Shortly after Lee’s post, Twitter began to explode with reports of users encountering difficulties with the site, including numerous screenshots of error messages.

“State elections officials were warned well in advance that the online voter registration site was vulnerable to problems resulting from high usage,” the plaintiffs’ lawyers argued. “The state had every reason to prepare for increased traffic before the 2020 general election in particular, given the intense public interest in the election and the increased reliance on OVR (online voter registration) due to self-quarantining taking place across the state as a result of the deadly coronavirus pandemic, and the state’s own data showing record numbers of registrations coming in through OVR.”

Voting-rights advocates for years have warned Lee’s office “about the security and safety” of the system, according to the letter sent to DeSantis and Lee on Tuesday by groups including All Voting is Local, the American Civil Liberties Union of Florida, the League of Women Voters and the Campaign Legal Center. 

“Florida’s online voter registration system has unfortunately broken repeatedly at precisely the moment it is needed most — the high volume days just before the voter registration deadline, or in this case, just hours before the book closing deadline,” the letter said.

The 7 p.m. Tuesday deadline “isn’t nearly enough,” Brad Ashwell, Florida state director of All Voting is Local, told the News Service.

“It’s going to take that much time just to get the word out that there’s an opportunity to register to vote. Then there’s still questions about whether the site’s ready to handle an increased load. Is it fixed yet? We don’t know,” Ashwell said. “This is just one more episode in this site not being set up to accommodate voters.”

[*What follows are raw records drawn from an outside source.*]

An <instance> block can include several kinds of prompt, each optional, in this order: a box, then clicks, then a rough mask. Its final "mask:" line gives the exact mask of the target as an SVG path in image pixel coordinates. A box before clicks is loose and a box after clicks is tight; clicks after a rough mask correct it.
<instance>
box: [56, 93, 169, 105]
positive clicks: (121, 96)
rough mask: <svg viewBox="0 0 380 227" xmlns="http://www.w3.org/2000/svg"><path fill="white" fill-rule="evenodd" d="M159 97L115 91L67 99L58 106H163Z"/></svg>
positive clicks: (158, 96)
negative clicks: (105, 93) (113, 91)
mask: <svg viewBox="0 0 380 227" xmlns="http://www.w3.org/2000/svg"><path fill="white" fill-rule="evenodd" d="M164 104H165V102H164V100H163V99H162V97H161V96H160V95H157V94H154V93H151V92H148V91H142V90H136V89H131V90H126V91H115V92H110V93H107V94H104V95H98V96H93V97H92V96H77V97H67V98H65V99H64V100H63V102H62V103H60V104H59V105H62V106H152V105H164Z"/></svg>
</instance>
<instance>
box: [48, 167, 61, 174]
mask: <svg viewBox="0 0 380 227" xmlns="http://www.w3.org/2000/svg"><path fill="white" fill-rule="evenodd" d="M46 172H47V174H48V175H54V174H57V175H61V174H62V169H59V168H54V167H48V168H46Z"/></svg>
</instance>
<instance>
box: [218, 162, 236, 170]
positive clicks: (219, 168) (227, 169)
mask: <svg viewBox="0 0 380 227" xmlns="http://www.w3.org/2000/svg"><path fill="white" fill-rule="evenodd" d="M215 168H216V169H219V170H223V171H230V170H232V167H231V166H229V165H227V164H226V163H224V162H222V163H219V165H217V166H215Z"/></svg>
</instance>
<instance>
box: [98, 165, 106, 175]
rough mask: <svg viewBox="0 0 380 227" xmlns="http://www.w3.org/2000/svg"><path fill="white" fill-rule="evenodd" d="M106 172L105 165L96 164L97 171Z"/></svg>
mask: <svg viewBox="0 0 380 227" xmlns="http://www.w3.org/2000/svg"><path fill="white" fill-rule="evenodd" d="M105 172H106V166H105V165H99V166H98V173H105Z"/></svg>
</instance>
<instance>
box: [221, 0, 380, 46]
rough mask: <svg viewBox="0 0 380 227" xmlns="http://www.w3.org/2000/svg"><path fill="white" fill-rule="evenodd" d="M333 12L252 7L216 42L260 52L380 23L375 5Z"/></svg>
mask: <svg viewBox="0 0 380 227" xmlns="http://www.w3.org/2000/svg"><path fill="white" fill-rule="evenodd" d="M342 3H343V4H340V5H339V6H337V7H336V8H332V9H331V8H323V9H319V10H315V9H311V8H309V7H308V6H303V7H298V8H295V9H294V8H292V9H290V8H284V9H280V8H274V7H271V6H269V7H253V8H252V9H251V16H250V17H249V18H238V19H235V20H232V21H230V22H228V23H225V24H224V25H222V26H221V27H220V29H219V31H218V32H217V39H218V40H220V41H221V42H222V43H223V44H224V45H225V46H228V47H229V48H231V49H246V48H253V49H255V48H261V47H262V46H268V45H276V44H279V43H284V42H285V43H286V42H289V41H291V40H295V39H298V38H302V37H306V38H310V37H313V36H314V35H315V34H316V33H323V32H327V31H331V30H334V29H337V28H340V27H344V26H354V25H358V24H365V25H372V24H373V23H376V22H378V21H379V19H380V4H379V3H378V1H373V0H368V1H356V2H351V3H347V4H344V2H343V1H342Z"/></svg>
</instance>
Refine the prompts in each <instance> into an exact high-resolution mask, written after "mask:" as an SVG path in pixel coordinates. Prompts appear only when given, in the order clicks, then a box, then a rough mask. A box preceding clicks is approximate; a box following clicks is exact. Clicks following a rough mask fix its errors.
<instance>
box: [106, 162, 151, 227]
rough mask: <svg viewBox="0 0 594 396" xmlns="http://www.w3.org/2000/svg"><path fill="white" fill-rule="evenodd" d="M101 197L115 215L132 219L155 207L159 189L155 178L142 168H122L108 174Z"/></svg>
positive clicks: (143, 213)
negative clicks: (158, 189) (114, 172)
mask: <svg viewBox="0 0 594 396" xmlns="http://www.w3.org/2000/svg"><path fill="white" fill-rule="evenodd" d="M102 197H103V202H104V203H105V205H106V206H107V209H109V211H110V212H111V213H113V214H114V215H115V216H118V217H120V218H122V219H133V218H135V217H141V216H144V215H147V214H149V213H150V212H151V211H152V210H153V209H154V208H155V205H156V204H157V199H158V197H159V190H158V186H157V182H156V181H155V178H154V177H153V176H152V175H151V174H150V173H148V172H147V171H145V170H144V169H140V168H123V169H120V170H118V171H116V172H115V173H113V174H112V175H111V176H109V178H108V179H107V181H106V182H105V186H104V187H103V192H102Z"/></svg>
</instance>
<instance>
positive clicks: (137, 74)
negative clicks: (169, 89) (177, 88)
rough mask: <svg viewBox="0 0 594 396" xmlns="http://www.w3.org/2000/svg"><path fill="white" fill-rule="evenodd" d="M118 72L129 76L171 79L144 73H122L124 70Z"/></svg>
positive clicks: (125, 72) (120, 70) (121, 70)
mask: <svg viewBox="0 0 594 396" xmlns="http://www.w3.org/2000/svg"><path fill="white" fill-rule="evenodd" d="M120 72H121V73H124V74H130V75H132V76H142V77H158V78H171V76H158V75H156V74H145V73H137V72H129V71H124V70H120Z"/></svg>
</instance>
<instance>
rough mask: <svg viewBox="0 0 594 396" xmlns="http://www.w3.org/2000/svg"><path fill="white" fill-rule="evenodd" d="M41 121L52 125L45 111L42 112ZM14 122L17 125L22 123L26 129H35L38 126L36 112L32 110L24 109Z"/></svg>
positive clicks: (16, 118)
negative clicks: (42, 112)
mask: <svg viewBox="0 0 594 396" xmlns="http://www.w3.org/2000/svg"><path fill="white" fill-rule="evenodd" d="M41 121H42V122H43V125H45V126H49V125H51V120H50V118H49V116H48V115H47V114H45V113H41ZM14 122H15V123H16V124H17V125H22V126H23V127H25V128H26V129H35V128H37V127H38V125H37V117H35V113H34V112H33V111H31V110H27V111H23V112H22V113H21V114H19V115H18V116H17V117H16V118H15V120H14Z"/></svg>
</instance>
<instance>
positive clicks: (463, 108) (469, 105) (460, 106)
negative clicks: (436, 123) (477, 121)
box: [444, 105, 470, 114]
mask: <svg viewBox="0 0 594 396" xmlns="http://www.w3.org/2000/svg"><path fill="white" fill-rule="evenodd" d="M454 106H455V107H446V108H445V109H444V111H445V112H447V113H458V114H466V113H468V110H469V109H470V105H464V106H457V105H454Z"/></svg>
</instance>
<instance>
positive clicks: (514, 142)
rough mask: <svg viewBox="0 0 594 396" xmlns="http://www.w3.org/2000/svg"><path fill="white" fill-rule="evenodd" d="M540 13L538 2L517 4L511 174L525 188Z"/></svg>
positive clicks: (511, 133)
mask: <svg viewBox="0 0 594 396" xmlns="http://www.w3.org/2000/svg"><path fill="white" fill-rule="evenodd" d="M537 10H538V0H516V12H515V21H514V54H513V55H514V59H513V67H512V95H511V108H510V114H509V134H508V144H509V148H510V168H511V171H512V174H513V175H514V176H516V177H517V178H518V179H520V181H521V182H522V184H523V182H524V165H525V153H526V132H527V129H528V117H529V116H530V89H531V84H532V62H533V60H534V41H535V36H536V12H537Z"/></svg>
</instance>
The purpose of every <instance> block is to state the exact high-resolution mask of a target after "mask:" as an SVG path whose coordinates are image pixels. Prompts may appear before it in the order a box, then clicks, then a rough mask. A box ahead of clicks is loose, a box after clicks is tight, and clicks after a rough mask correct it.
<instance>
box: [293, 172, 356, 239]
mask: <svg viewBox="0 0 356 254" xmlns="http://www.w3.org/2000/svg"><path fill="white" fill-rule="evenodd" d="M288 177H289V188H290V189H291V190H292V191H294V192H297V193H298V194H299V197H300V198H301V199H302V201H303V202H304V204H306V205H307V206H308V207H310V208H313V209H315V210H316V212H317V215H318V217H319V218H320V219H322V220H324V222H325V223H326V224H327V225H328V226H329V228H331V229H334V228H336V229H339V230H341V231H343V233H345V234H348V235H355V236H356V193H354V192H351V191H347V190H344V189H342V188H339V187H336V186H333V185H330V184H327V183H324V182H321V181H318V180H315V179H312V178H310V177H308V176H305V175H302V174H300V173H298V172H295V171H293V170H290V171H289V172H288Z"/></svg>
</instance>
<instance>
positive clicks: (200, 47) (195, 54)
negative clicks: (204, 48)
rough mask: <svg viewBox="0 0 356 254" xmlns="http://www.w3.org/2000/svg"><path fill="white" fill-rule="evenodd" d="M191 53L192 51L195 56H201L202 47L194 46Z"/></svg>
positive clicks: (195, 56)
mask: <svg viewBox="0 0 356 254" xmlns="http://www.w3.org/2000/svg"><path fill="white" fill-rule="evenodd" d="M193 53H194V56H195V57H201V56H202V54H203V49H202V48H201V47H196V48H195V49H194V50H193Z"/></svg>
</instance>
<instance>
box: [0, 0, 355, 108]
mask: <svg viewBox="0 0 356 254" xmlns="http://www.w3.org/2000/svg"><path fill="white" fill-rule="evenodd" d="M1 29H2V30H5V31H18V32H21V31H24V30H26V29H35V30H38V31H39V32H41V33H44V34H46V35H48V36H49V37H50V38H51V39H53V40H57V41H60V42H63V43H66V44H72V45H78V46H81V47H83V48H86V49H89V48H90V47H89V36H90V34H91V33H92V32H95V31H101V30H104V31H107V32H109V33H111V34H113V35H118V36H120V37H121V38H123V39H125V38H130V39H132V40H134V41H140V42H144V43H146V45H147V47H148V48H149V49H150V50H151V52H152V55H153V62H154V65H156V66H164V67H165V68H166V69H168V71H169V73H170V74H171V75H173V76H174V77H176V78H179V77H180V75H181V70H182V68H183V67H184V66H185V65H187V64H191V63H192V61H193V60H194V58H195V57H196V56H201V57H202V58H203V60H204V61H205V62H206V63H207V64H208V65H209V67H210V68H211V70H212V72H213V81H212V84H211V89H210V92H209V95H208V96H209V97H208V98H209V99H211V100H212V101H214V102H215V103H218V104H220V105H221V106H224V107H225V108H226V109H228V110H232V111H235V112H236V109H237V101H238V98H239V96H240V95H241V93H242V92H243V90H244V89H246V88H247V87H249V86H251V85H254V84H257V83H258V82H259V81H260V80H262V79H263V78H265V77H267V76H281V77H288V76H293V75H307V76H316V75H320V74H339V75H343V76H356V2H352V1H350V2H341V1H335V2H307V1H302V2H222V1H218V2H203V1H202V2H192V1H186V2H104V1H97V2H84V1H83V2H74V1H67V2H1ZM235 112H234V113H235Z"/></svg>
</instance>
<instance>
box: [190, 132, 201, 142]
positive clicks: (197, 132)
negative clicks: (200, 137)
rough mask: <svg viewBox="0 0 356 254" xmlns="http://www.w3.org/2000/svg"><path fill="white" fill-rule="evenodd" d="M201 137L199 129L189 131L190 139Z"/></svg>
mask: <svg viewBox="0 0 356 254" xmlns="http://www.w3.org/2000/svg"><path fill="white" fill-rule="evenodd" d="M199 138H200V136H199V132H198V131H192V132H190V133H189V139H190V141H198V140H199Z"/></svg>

The state’s decision to extend the deadline “is an acknowledgment that it failed the public when its online voter registration system crashed,” Kristen Clarke, president and executive director of the Lawyers Committee for Civil Rights Under Law, said in an email.

“A several hour extension leaves little time for meaningful notice and opportunity to be provided to the thousands of people impacted across the state. While we work to encourage the public to register, we will simultaneously push the state to expand the deadline further,” wrote Clarke.

DeSantis said the online system was working when he addressed the media around noon Tuesday, but he appeared to encourage Floridians to take advantage of the in-person opportunities to register.

“It’s working now, but as you know, I mean, if 500,000 people descend at the same time, I mean it creates a bottleneck and that’s what we see,” he said. “There were people who would go, couldn’t get through, and then they would try again and they would get through. But obviously, it wasn’t smooth because we had so much traffic. So hopefully, it will be fine but we also have these other ones (methods).”

Biden praised the extension in a tweet Tuesday afternoon, calling it “a win for our democracy.”

— News Service of Florida assignment manager Tom Urban contributed to this report.